I had the presence of mind to go to my GP due to my frequent panic attacks, where they told me about a support group to join. However, I was told by the group that I wasn’t eligible to join them, which was a real kick in the teeth.
After that rejection, I returned to my GP who then referred me to Active Monitoring. I’m not sure I’d have had the confidence to get in touch with them myself, so it was good when my practitioner called me.
What is Active Monitoring?
Active Monitoring is a six-week guided self-help programme to help people manage their emotions. A practitioner provides us with all the tips and tools we need to understand ourselves better, and gives support throughout the course with regular phone calls.
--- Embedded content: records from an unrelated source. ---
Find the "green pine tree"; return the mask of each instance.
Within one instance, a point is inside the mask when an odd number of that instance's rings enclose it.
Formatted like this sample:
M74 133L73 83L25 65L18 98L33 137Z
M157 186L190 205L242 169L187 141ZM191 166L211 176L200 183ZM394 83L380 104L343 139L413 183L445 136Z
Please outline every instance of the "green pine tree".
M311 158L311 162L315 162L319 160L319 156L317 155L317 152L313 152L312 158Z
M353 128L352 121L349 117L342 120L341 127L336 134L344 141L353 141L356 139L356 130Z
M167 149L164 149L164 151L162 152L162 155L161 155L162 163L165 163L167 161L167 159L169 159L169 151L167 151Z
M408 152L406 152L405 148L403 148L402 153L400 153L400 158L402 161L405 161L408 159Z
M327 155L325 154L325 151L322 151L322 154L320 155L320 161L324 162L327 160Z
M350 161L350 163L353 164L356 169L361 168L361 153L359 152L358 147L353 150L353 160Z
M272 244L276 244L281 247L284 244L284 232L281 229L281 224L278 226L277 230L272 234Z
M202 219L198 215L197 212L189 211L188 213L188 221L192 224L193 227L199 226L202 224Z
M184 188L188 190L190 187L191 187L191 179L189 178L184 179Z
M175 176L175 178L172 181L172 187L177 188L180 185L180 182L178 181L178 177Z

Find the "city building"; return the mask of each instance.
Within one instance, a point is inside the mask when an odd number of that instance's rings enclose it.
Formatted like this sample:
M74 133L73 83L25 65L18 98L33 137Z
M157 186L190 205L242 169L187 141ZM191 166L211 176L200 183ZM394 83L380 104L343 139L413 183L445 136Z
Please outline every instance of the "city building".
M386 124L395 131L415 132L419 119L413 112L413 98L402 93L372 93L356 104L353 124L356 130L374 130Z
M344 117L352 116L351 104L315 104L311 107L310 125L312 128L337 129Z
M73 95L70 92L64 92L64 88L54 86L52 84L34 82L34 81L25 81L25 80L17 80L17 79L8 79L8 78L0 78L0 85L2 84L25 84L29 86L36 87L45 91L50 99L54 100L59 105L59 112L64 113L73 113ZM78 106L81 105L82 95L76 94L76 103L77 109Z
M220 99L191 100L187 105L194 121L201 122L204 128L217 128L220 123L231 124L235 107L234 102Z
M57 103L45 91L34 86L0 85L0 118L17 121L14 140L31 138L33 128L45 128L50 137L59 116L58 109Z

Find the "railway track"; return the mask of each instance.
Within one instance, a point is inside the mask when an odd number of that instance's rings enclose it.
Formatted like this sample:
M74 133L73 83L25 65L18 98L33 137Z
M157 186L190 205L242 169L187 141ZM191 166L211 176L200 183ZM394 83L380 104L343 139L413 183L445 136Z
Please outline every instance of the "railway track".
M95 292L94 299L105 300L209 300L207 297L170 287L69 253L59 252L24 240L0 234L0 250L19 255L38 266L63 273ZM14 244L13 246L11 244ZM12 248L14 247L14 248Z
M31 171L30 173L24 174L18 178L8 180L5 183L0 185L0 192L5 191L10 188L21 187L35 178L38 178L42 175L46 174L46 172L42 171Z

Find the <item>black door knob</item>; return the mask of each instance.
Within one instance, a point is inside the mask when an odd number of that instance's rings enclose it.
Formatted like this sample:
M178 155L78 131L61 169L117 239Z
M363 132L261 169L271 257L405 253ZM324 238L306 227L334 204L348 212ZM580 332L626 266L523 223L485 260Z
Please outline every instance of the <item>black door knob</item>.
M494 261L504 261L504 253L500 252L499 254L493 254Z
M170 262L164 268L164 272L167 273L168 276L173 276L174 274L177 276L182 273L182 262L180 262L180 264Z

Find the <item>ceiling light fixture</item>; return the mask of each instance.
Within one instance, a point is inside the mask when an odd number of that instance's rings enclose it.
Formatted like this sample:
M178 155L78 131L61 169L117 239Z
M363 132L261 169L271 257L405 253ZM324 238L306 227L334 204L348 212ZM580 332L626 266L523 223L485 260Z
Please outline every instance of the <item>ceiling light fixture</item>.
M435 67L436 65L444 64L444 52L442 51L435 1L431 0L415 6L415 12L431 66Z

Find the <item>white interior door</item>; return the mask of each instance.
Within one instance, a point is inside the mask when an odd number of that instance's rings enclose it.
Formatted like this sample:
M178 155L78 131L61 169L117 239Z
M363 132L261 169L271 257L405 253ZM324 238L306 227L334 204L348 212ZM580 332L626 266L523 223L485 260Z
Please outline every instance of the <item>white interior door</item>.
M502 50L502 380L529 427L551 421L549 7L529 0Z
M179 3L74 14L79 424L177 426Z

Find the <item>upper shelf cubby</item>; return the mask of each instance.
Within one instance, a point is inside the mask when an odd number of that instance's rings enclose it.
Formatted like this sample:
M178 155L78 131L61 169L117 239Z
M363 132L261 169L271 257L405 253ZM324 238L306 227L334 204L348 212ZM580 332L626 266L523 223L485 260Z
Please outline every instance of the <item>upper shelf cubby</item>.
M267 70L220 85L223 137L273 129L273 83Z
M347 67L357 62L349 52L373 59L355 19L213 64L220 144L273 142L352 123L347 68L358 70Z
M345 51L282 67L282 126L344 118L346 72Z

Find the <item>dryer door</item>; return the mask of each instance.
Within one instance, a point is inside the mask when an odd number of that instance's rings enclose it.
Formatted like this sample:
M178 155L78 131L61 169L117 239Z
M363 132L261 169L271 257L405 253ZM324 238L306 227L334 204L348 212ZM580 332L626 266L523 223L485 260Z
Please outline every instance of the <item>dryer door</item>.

I was terrified for my first assessment, as I was worried that I’d be turned away again, or told it wasn’t suitable for me.
I was pleasantly surprised that it was a very positive experience. My practitioner was totally non-judgemental, and I felt in control.
Being in control is important to me – I don’t like people telling me what to do and have found, in other counselling settings, it feels paced to the counsellor as opposed to the client.
“This was totally different; I never felt rushed, pressured, or uncomfortable, and I found myself looking forward to the sessions.”
Checking in on a regular basis really made a difference and put me on the right path – I felt it was helpful to have that bit of structure, especially because I’d been feeling so lost during the pandemic. My practitioner gave me some booklets and workbooks to complete, and I read over the notes I made quite regularly.
Another thing that helped me was the gratitude diary I was given. It was important for me to get some positivity into my life, and I’ve found that recognising even the smallest things lifts my mood; it doesn’t have to be big to make a difference. I read over that often too, and it helps to see what made me feel more positive in the past.
Developing the tools to cope
Active Monitoring has totally improved my life.
I was on a downward spiral and felt like an outsider in my own life, but now I feel as though I have the tools to cope.
I no longer dwell on the negative as much, and know there is always something I can do to help myself. I still use the gratitude diary, and it makes me smile when I look back and see notes like ‘had ice cream’ or ‘cuddled with my cat’, knowing these small things lifted my mood when I was down.
“It isn’t just a quick fix that momentarily makes you feel better – Active Monitoring's drastically changed my outlook, and has helped me more than I can say.”
I’ve already recommended the course to other people, and believe it would help everybody to try and see the positive a little more.
I never would have believed the course would help me so much, but it has.
Sarah lives with her soon-to-be 18-year-old son and 3 very spoilt cats, who demand Dreamies all the time! She loves drawing, painting, sewing and reading, and hopefully going back to college in September.